Indian Railway, which has a total route length of 63,327 kilometres and a track length of 111,600 km, transports nearly 20 million passengers every day, making it vulnerable to attacks by the homegrown Maoist rebels as well as Islamist terrorists.
While the Maoists, who espouse the annihilation of the Indian state, periodically launch attacks on security forces, the civilians are often casualties of their violence as India fights a debilitating war with the rebels, believed to be hovering around 22,000 and living mostly in the forests.
The Maoist movement began in the late 1960s in a northern town of West Bengal state called Naxalbari, from which the word ‘Naxalites’ or ‘Naxals’ , as the rebels are also known, is derived. It subsided in the early 1970s only to resurface as a more violent force that now operates under the Communist Party of India (Maoist).
Analysts say the government response should not be casual anymore.
“The immediate tactical response to the Friday train derailment is to improve the professionalism of the RPF (the Railway Protection Force) and use available technology for early warning and detection of acts of railway sabotage.

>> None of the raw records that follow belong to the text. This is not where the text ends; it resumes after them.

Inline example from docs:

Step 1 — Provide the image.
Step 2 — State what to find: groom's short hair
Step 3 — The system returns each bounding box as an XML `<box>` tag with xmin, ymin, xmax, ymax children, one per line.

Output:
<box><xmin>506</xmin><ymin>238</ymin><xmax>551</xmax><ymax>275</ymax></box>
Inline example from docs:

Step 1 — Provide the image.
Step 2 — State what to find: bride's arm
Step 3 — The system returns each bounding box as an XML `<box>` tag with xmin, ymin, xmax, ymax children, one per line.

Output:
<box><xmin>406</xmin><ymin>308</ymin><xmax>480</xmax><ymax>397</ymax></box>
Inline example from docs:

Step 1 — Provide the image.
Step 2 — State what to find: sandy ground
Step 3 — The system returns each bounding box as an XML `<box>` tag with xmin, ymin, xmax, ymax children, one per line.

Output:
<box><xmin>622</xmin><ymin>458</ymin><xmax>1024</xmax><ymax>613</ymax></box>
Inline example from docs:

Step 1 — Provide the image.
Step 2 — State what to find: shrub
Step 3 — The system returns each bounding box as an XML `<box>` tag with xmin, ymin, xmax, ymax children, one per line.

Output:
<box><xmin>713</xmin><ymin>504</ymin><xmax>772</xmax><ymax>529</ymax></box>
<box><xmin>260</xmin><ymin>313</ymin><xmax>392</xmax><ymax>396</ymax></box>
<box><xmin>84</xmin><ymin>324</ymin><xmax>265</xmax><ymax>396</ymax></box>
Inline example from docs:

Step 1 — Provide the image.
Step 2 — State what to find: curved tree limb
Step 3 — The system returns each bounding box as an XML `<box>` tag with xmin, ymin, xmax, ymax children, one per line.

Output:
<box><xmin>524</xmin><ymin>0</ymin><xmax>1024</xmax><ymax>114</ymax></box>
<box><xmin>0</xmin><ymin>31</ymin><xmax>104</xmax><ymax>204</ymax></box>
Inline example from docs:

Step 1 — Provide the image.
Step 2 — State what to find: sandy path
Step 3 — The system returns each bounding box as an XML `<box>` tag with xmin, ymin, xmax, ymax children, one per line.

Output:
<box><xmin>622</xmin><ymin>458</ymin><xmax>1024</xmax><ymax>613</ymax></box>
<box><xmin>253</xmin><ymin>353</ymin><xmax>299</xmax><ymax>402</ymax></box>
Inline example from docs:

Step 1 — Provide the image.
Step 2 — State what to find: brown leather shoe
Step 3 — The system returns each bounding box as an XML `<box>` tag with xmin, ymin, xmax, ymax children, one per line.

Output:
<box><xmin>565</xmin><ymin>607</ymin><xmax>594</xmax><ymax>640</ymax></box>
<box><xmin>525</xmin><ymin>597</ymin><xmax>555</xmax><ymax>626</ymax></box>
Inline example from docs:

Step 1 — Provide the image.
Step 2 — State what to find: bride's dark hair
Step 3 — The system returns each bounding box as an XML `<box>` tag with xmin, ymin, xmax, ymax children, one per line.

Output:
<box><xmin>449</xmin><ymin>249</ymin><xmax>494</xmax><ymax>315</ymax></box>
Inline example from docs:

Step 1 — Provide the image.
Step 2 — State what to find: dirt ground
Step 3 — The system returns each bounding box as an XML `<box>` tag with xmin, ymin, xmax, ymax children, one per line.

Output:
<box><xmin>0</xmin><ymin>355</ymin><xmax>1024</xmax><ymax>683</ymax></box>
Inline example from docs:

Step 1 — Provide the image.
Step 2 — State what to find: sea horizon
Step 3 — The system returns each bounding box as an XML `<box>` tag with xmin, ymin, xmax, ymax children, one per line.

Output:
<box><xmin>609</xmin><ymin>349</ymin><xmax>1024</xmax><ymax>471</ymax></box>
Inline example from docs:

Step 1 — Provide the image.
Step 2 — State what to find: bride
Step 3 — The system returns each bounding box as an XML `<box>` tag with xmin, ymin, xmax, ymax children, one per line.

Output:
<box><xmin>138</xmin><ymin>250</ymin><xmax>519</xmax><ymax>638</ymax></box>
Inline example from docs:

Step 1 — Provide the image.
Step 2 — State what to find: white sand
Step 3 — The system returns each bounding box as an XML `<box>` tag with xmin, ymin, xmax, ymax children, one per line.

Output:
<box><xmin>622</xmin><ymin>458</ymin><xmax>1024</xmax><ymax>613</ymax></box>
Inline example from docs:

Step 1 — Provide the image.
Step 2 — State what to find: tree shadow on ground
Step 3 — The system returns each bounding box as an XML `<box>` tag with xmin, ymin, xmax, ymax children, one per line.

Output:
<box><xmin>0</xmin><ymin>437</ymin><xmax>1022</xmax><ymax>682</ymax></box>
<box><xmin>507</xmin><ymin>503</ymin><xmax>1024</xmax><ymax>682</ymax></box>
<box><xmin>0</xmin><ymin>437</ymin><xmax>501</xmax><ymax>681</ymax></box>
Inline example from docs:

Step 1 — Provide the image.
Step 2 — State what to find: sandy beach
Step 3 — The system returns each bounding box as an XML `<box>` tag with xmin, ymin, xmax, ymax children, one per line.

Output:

“If airline and airport security has received the kind of attention it now does, then the train passenger should not be treated as a poor cousin,” says Bhaskar.
According to Ajit Kumar Singh, a research fellow with New Delhi-based Institute for Conflict Management, almost all steps to upgrade the security apparatus of the railway are in preliminary stages of implementation.
“Given the sheer length of the railways and the movement of passengers and goods across the country, the available numbers of railway protection personnel are a fraction of what is actually needed.
Singh adds that an estimated 90,883 posts are currently vacant, of which an estimated 40 percent are safety-related posts, including those of gangmen, who inspect and maintain railway tracks.
“Given the rampaging expansion of Maoist activities and disruptive capabilities, it is clear that India’s security establishment will not be able to establish dominance and a sufficient preventive capability on the sprawling railways network against the Maoists for some time to come,” he concludes.